In the fire-fighter model, a fire spreads on the vertices of a graph starting from some initial fire. Each turn all ``non-protected" vertices neighbouring the fire catch fire and burn forever. The ``player" can protect f(n) vertices on his n'th turn and these vertices never catch fire. Given a graph G, The ``asymptotic" fire-fighter problem asks for which $f(n)$ can the fire be contained in a finite set for any initial fire.
This is a quasi-isometry invariant of G, and is especially interesting for Cayley graphs.
We will first discuss the problem on Polynomial growth groups, where in joint work with Gady Kozma and Rangel Baldasso we show that for groups of growth n^d the threshold is ~n^{d-2}, answerring a conjecture of Devline and Hartke.

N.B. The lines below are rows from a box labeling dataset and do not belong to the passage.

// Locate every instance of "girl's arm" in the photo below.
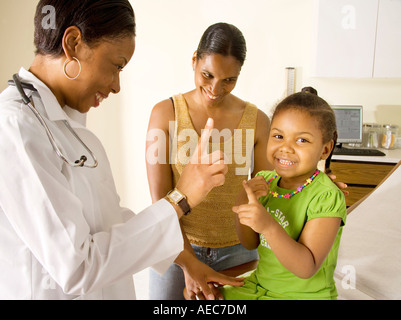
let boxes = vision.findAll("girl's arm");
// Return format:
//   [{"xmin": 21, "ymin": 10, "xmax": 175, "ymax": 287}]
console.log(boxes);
[{"xmin": 234, "ymin": 183, "xmax": 341, "ymax": 279}]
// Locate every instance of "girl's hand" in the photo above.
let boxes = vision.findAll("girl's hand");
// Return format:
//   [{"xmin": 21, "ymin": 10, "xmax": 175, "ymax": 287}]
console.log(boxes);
[{"xmin": 233, "ymin": 177, "xmax": 274, "ymax": 233}]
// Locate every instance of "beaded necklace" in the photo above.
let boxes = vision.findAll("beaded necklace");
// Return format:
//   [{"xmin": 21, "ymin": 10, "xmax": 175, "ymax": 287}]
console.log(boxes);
[{"xmin": 267, "ymin": 169, "xmax": 320, "ymax": 199}]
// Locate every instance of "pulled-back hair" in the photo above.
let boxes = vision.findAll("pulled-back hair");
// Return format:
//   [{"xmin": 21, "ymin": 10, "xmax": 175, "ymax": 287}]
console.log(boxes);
[
  {"xmin": 196, "ymin": 22, "xmax": 246, "ymax": 66},
  {"xmin": 34, "ymin": 0, "xmax": 135, "ymax": 56},
  {"xmin": 272, "ymin": 92, "xmax": 337, "ymax": 145}
]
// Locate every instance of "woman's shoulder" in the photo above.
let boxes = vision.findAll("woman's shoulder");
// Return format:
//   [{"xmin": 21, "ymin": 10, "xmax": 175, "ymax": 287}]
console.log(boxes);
[{"xmin": 149, "ymin": 98, "xmax": 174, "ymax": 130}]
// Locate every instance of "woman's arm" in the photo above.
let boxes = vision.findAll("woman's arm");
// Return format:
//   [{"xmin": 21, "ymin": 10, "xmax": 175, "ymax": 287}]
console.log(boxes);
[{"xmin": 146, "ymin": 99, "xmax": 174, "ymax": 202}]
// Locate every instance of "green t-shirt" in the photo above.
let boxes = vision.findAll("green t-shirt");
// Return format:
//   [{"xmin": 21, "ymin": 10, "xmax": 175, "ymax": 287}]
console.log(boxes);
[
  {"xmin": 222, "ymin": 171, "xmax": 347, "ymax": 299},
  {"xmin": 255, "ymin": 171, "xmax": 347, "ymax": 299}
]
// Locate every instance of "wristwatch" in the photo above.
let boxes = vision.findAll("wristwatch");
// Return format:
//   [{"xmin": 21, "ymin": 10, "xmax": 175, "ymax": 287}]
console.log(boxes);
[{"xmin": 166, "ymin": 188, "xmax": 191, "ymax": 216}]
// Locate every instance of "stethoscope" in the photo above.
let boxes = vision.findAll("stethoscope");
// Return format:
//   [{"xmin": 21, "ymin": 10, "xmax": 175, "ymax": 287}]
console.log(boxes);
[{"xmin": 8, "ymin": 74, "xmax": 98, "ymax": 168}]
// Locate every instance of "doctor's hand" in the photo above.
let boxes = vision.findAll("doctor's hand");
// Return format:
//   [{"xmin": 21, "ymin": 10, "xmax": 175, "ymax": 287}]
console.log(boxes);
[
  {"xmin": 183, "ymin": 257, "xmax": 244, "ymax": 300},
  {"xmin": 176, "ymin": 118, "xmax": 228, "ymax": 208}
]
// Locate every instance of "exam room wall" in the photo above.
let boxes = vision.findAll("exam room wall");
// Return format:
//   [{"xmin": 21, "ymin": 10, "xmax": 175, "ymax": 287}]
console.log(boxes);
[{"xmin": 0, "ymin": 0, "xmax": 401, "ymax": 215}]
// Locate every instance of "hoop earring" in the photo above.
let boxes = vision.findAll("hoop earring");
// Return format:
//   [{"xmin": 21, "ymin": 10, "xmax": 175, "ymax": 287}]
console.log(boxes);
[{"xmin": 63, "ymin": 57, "xmax": 81, "ymax": 80}]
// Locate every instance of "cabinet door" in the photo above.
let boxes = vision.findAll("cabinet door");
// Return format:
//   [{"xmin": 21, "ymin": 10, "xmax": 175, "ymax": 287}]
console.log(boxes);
[
  {"xmin": 373, "ymin": 0, "xmax": 401, "ymax": 77},
  {"xmin": 314, "ymin": 0, "xmax": 379, "ymax": 78}
]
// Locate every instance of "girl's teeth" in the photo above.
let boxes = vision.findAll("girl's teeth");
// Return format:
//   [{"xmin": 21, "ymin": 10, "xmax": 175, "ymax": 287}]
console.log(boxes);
[
  {"xmin": 96, "ymin": 93, "xmax": 104, "ymax": 103},
  {"xmin": 279, "ymin": 159, "xmax": 294, "ymax": 166}
]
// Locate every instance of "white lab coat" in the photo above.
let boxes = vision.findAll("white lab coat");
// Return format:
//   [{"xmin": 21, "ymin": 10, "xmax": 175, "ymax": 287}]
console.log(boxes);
[{"xmin": 0, "ymin": 69, "xmax": 183, "ymax": 299}]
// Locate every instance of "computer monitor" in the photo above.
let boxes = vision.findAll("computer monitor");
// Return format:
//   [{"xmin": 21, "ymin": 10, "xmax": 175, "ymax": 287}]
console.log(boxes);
[{"xmin": 331, "ymin": 105, "xmax": 363, "ymax": 145}]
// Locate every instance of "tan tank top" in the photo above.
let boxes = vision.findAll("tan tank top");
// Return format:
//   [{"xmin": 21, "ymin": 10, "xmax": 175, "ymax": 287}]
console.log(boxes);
[{"xmin": 171, "ymin": 94, "xmax": 258, "ymax": 248}]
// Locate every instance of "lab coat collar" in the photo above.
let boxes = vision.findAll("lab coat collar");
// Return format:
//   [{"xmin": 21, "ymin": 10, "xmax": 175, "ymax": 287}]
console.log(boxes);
[{"xmin": 19, "ymin": 68, "xmax": 86, "ymax": 128}]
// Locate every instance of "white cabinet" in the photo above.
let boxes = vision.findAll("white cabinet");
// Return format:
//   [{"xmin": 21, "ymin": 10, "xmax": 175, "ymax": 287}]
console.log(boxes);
[
  {"xmin": 313, "ymin": 0, "xmax": 401, "ymax": 78},
  {"xmin": 373, "ymin": 0, "xmax": 401, "ymax": 77}
]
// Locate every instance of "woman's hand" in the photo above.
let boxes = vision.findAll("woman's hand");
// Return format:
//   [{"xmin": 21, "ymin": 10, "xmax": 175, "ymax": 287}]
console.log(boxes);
[
  {"xmin": 176, "ymin": 118, "xmax": 228, "ymax": 208},
  {"xmin": 183, "ymin": 256, "xmax": 244, "ymax": 300}
]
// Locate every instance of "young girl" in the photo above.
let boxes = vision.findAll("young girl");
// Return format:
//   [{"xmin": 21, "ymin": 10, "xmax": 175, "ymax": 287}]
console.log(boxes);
[{"xmin": 221, "ymin": 93, "xmax": 346, "ymax": 299}]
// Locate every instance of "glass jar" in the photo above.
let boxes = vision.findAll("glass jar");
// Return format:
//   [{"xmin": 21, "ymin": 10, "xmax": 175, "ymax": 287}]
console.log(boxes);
[
  {"xmin": 382, "ymin": 124, "xmax": 398, "ymax": 149},
  {"xmin": 362, "ymin": 123, "xmax": 381, "ymax": 148}
]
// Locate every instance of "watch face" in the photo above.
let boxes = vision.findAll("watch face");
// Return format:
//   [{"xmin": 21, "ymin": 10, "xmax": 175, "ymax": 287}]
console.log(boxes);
[{"xmin": 169, "ymin": 190, "xmax": 184, "ymax": 203}]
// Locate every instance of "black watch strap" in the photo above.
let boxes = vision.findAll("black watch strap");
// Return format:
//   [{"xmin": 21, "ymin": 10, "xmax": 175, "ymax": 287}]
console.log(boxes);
[{"xmin": 178, "ymin": 198, "xmax": 191, "ymax": 216}]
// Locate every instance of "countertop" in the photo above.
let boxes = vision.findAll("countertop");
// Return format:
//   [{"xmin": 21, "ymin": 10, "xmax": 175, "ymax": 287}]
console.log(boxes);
[{"xmin": 332, "ymin": 148, "xmax": 401, "ymax": 164}]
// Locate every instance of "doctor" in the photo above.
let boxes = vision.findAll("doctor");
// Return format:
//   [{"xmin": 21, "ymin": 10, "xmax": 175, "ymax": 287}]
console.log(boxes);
[{"xmin": 0, "ymin": 0, "xmax": 239, "ymax": 299}]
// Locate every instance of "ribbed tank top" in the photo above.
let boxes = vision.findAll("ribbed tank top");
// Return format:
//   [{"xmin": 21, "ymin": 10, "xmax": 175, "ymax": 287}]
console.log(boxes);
[{"xmin": 171, "ymin": 94, "xmax": 258, "ymax": 248}]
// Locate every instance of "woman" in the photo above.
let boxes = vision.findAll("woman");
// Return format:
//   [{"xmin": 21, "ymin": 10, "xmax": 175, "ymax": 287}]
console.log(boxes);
[
  {"xmin": 146, "ymin": 23, "xmax": 271, "ymax": 299},
  {"xmin": 0, "ymin": 0, "xmax": 231, "ymax": 299}
]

We will then move to discuss the case of exponential growth groups where F. Lehner proved that the growth rate is also the order of the threshold for fire-fighting.

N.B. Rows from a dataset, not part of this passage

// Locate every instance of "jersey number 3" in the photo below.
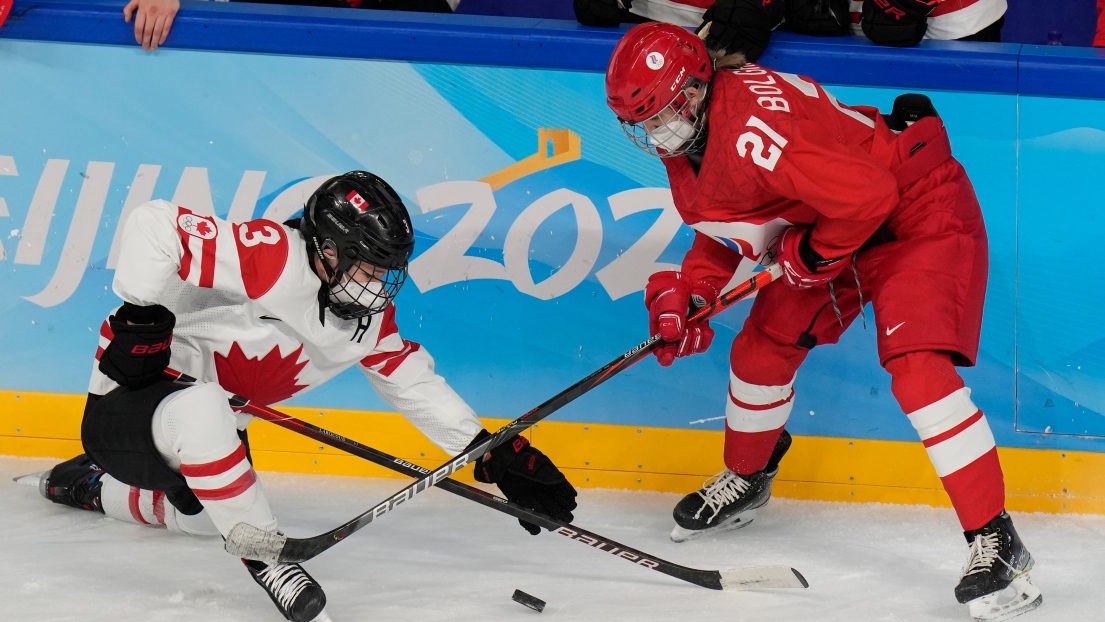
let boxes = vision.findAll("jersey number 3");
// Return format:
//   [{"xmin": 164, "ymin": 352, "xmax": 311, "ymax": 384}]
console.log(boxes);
[{"xmin": 737, "ymin": 115, "xmax": 787, "ymax": 170}]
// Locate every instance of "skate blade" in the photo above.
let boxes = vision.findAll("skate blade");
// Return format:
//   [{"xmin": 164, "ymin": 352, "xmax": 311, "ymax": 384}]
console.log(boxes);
[
  {"xmin": 671, "ymin": 509, "xmax": 756, "ymax": 542},
  {"xmin": 11, "ymin": 471, "xmax": 50, "ymax": 497},
  {"xmin": 967, "ymin": 574, "xmax": 1043, "ymax": 622}
]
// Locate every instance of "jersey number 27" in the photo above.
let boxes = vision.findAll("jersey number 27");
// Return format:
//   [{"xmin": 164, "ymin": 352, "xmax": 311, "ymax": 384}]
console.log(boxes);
[{"xmin": 737, "ymin": 115, "xmax": 787, "ymax": 170}]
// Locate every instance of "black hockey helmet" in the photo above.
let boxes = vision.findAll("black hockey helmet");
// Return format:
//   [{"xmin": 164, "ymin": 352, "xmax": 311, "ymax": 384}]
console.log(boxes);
[{"xmin": 301, "ymin": 170, "xmax": 414, "ymax": 319}]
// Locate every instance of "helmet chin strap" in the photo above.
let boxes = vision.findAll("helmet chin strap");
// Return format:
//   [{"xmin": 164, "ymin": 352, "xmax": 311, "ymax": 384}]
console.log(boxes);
[{"xmin": 309, "ymin": 235, "xmax": 335, "ymax": 326}]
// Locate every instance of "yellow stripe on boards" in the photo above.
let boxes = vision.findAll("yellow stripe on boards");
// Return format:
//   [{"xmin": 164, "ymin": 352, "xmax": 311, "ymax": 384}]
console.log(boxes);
[{"xmin": 0, "ymin": 391, "xmax": 1105, "ymax": 514}]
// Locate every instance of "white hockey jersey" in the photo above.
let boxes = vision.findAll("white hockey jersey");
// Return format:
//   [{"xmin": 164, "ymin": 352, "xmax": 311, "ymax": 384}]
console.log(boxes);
[{"xmin": 88, "ymin": 201, "xmax": 482, "ymax": 455}]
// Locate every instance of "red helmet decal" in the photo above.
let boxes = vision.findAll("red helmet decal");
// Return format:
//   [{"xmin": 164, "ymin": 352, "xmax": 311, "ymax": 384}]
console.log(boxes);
[{"xmin": 346, "ymin": 190, "xmax": 369, "ymax": 211}]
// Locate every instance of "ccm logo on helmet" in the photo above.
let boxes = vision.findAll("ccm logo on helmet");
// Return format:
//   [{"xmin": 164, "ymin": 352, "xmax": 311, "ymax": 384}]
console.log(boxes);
[
  {"xmin": 346, "ymin": 190, "xmax": 369, "ymax": 211},
  {"xmin": 130, "ymin": 337, "xmax": 172, "ymax": 355}
]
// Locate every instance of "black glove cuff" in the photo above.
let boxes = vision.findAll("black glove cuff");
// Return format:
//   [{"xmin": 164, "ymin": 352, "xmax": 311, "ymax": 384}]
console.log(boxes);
[
  {"xmin": 108, "ymin": 303, "xmax": 177, "ymax": 333},
  {"xmin": 465, "ymin": 430, "xmax": 529, "ymax": 484},
  {"xmin": 860, "ymin": 0, "xmax": 935, "ymax": 48},
  {"xmin": 798, "ymin": 229, "xmax": 844, "ymax": 274}
]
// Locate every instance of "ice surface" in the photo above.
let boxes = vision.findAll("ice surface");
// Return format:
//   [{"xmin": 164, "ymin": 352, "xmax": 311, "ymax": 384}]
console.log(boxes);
[{"xmin": 0, "ymin": 457, "xmax": 1105, "ymax": 622}]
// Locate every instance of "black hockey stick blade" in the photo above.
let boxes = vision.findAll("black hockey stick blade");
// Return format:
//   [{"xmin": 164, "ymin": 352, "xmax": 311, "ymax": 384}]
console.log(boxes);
[
  {"xmin": 227, "ymin": 264, "xmax": 782, "ymax": 563},
  {"xmin": 207, "ymin": 391, "xmax": 807, "ymax": 590}
]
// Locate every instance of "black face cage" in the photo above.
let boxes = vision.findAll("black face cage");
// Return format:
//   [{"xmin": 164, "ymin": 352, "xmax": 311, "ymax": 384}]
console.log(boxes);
[
  {"xmin": 320, "ymin": 240, "xmax": 407, "ymax": 319},
  {"xmin": 618, "ymin": 76, "xmax": 709, "ymax": 158}
]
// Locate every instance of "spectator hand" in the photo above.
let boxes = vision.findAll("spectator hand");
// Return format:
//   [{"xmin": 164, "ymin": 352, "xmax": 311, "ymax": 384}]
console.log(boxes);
[
  {"xmin": 572, "ymin": 0, "xmax": 633, "ymax": 27},
  {"xmin": 697, "ymin": 0, "xmax": 785, "ymax": 63},
  {"xmin": 860, "ymin": 0, "xmax": 940, "ymax": 48},
  {"xmin": 123, "ymin": 0, "xmax": 180, "ymax": 52},
  {"xmin": 783, "ymin": 0, "xmax": 852, "ymax": 36}
]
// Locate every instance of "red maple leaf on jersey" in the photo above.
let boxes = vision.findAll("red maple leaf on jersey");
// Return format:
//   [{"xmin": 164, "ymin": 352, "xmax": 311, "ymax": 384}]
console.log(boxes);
[{"xmin": 214, "ymin": 341, "xmax": 308, "ymax": 405}]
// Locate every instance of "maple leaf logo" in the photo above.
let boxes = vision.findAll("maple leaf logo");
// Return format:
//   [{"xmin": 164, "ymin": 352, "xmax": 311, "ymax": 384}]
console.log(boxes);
[{"xmin": 214, "ymin": 341, "xmax": 309, "ymax": 405}]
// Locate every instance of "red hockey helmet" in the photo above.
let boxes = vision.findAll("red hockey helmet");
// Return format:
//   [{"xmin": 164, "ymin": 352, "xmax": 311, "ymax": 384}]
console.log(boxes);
[
  {"xmin": 607, "ymin": 22, "xmax": 714, "ymax": 158},
  {"xmin": 607, "ymin": 22, "xmax": 714, "ymax": 124}
]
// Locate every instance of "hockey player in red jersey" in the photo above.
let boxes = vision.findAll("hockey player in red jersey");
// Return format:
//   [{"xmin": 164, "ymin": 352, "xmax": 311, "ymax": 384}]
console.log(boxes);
[
  {"xmin": 606, "ymin": 23, "xmax": 1042, "ymax": 620},
  {"xmin": 19, "ymin": 171, "xmax": 576, "ymax": 622}
]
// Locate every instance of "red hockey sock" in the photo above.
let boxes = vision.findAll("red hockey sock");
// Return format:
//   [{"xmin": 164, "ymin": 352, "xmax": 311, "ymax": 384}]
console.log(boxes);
[
  {"xmin": 725, "ymin": 321, "xmax": 809, "ymax": 475},
  {"xmin": 886, "ymin": 351, "xmax": 1006, "ymax": 530}
]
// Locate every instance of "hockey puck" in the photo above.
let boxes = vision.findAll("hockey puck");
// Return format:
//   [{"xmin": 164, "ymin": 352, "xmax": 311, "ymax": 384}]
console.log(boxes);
[{"xmin": 511, "ymin": 590, "xmax": 545, "ymax": 613}]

This leaves open the case of intermediate growth groups. In joint work with Shangjie Yang we get the correct threshold for a family of intermediate growth groups. To do so we introduce a notion of branching numbers for intermediate growth trees (IBN), which acts as the threshold for several random processes on such trees. We relate the IBN it to firefighting and find and analyze a good tree inside these groups.
If time permits we well also briefly discuss some other fire-fighting related problems.
Based on joint works with R. Baldasso, G. Kozma, M. Gerasimova and S. Yang.